7:30am 19th May 2014
(Updated 8:05am 19th May 2014)

A blind charity and opposition councillors are concerned about the issue in York.

The 63-thousand pound Taxicard scheme was cut in February, with York Council blaming the government cuts.

Opposition party Liberal Democrats and the York Blind and Partially Sighted Society is worried that the change is harming the lives of blind people.

The city council says only 14% of those who had the card used more than half their entitlement.

It says dial-a-ride services and bus passes for companions are available to help those in need.

Andrew Bradley, Sustainable Transport Manager at City of York Council, said:

“It was a difficult decision to discontinue the Taxicard scheme. A review of the Taxicard scheme established that only fourteen per cent of cardholders used half or more of their annual entitlement. For this reason, the significant annual administration cost required to support the scheme was difficult to justify, especially in light of the year-on-year reduced funding for the council.

“The council supports a range of measures to assist people with disabilities to travel including the popular Dial & Ride service and the provision of companion bus passes for people with severe disabilities.  
“All card holders were notified that the scheme would be stopping and were made aware of alternative options which included free off-peak travel on local buses and half-fare travel on York’s Dial & Ride services.
“People with severe disabilities can apply for a companion pass, which permits another person to travel with the pass-holder to provide assistance during the journey.”

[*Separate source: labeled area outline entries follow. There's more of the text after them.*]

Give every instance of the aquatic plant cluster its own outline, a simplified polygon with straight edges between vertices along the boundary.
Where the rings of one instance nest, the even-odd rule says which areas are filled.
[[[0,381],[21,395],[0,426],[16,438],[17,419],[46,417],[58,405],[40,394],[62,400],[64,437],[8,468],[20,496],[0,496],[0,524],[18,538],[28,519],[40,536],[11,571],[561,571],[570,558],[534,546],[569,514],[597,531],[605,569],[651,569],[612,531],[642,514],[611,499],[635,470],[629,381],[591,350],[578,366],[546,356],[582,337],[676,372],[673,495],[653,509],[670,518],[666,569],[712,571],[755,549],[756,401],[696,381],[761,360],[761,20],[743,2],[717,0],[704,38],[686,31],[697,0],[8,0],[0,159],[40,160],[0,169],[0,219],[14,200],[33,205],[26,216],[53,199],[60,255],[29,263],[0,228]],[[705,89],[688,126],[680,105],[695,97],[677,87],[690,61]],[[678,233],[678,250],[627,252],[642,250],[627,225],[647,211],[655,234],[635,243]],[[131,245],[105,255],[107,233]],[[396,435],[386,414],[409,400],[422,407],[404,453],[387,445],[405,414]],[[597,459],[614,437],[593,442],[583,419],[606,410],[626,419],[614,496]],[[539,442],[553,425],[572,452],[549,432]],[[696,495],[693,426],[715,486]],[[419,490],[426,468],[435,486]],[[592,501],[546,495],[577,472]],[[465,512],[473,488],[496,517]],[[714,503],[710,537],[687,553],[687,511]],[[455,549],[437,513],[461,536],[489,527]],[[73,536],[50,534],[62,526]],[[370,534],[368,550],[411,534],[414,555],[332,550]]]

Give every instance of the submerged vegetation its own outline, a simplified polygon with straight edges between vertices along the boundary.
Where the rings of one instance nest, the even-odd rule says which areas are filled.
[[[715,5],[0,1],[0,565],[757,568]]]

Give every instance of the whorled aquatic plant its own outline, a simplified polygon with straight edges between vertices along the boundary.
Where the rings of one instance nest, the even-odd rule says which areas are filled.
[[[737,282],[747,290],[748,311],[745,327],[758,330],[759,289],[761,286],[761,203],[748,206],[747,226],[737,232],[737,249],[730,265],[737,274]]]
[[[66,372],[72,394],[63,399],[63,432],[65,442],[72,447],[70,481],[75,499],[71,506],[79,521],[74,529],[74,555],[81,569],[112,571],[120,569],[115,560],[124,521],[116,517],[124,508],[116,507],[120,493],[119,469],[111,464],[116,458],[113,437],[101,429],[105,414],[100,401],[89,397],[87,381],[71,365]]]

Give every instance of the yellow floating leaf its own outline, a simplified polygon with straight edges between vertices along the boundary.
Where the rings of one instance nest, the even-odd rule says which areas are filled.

Cllr Lynn Jeffries, Liberal Democrat Spokesperson for Equalities and Westfield Councillor, commented:

"The Taxicard was there to help residents who were unable to use buses. It is therefore unacceptable that the card has been removed and the only option offered to these residents is a bus pass. Many blind or disabled people are simply unable to use buses and therefore the loss of the Taxicard is a huge personal blow.

"Labour should not have cut this service for vulnerable residents while wasting money elsewhere on city-centre vanity projects. Lib Dem budget plans showed that there was an alternative. However, after cutting the service it is completely wrong that Labour have not done more to help those affected. I don't believe the council has made so-called reasonable adjustment to help these people to still get around."

Diane Roworth, Chief Officer of the York Blind and Partially Sighted Society, commented:

“We know that there are some blind and partially sighted people who are unable to use buses, which is why they chose to have a Taxicard. With the removal of the card, their ability to travel in York will be severely restricted and their quality of life reduced markedly. 

“An enormous amount of money is, quite rightly, being spent on improving bus services, but there are many people with sight and mobility impairments who simply cannot take advantage of these improvements.  We need to ensure equal access to transport for everyone, including people who have the greatest difficulty in travelling.”